При Попыхаче Распутин вообще перестал считать деньги, он не знал, что это такое, точнее, что такое нехватка денег, – он жил как при коммунизме, ни в чем себе не отказывал, не ведал, что такое очереди за хлебом и сахарные карточки; если ему требовались деньги, то их ему тут же приносили. Причем приносили в чем угодно, даже в помойном ведре, ставили к ногам: «Пожалуйста! Можете хоть лопатой есть!»
Впоследствии Симанович написал: «Жизнь Распутина требовала громадных сумм, и я всегда их доставал». А денег Симанович действительно мог достать много, поскольку за ним стояли известные богачи: Рубинштейн, Гинцбург, Соловейчик, Каминка, Манус и другие <cм. Комментарии, – Стр. 223…известные богачи…>. Не только в Петрограде, в других городах – тоже, деньги он мог добыть где угодно, даже в уссурийской тайге, где нет ни банков, ни бирж, ни богатых деловых людей – только кабаны да тигры.
Через некоторое время, как-то утром, страдая от жестокого похмелья, что было для Распутина весьма редко – «старец» никогда не маялся головной болью, – Распутин выпил из бутылки кислых суточных щей, вытер рот подрагивающей рукой и сказал:
– Симанович, ты хороший секретарь!
– Лучше Лапшинской? – не удержался от вопроса Арон.
– Лутче, – ответил Распутин. – Прикажи-ка Дуньке, чтоб еще одну бутылку этой пакости принесла. Очень уж хорошо кислое пойло приводит в чувство.
Симанович улыбнулся и вышел из комнаты. Способ похмеляться холодными суточными щами изобрели в старые времена – еще тогда научились наполнять здоровенные, черного стекла бутылки, оставшиеся после лихого застолья, суточными щами, самим бульоном, крепко затыкали их пробками и опускали в подвал, в прохладу. В бутылках щи настаивались не хуже шампанского и мигом приводили в чувство любого, даже самого выдающегося, питока, быстро снимали головную боль, быстро убирали железную тупость в желудке, колики в кишках и похмельное остолбенение.
Дунька принесла тяжелую, влажно поблескивающую черную бутылку, аккуратно держа ее двумя руками, с выражением робости и уважения на лице. Протянула «старцу».
Тот, уже малость пришедший в себя, ловко хрястнул кулаком по донышку бутылки, вышибая пробку, проворно заткнул пальцем горло, чтобы не пролилось ни единой капли, и ввинтил бутылку в черный жадный рот. Кадык, будто мотор, с хлюпаньем заработал у него: вверх-вниз, вверх-вниз, скользя под поросшей черным волосом коже шеи, бутылка вскоре опустела, и Распутин поставил ее на пол.

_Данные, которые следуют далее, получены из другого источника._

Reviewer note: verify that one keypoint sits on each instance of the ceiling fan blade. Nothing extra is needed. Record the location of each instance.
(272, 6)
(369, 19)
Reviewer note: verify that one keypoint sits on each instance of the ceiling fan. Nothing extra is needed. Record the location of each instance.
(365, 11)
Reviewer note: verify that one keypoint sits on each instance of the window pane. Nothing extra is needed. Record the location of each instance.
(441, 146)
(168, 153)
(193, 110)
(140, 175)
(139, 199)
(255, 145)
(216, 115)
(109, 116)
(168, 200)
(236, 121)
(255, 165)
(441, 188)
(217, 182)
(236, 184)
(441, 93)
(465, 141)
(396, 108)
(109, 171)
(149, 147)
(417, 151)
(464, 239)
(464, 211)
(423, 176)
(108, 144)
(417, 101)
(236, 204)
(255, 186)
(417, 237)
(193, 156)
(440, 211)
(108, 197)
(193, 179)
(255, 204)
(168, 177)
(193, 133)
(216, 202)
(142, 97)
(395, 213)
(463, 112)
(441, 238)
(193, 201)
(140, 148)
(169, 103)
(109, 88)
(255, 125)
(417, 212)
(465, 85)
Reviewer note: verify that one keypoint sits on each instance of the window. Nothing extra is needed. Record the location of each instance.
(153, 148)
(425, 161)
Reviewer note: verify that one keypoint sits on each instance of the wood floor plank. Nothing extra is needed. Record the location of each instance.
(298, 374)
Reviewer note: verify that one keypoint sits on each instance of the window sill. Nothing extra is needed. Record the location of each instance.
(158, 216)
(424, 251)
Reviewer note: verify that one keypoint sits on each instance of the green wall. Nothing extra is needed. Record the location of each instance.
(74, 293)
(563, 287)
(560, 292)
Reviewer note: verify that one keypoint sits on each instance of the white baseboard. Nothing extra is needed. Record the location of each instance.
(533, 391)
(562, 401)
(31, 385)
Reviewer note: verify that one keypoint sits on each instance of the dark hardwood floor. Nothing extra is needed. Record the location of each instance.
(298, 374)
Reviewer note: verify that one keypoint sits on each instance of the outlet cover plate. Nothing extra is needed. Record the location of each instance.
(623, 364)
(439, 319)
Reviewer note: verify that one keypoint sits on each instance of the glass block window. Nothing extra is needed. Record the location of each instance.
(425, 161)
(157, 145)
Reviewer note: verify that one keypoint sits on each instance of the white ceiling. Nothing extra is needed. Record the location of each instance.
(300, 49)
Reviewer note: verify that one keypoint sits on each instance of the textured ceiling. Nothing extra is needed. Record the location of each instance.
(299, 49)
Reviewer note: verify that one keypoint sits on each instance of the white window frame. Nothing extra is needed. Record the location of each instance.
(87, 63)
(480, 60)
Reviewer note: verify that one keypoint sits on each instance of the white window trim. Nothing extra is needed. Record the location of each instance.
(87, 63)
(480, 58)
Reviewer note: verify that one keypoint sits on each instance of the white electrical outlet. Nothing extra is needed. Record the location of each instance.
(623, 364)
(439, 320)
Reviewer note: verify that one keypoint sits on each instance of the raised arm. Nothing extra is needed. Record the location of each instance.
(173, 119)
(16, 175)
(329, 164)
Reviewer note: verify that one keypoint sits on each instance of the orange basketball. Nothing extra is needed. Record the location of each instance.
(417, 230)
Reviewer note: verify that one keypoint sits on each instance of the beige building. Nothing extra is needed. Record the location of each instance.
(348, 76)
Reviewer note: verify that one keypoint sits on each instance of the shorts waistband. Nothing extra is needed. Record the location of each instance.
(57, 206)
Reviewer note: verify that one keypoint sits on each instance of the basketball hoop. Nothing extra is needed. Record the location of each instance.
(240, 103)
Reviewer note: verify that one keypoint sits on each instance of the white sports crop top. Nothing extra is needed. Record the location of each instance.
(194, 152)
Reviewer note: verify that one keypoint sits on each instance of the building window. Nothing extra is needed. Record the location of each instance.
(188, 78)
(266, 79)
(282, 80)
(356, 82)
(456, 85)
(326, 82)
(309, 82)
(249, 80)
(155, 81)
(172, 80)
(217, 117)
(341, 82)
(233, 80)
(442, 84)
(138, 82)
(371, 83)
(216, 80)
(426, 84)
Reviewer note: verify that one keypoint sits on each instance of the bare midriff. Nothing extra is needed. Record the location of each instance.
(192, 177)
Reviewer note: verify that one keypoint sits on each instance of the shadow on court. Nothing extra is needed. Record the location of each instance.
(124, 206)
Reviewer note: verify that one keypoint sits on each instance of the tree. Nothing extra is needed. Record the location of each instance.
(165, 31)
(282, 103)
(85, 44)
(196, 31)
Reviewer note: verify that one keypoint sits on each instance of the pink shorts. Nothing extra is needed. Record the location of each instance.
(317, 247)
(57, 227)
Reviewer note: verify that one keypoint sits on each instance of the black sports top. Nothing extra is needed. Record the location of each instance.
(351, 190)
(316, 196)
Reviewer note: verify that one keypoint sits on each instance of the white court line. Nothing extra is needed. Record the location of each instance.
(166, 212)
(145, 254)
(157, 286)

Глянул на Симановича, вновь появившегося в проеме двери.
Сказал с ухмылкой:
– Тебе, Арон, мучений русского человека не понять.
– Не понять, – согласился Симанович, – куда уж мне!
– Хорошее дело придумали наши деды. – Распутин пнул босой ногой опустошенную бутылку. – Пить они умели по высшему разряду. И как я раньше об этом пойле не знал? А? Ну, чего там у нас на сегодня?
– Утренний прием. Народ уже собрался.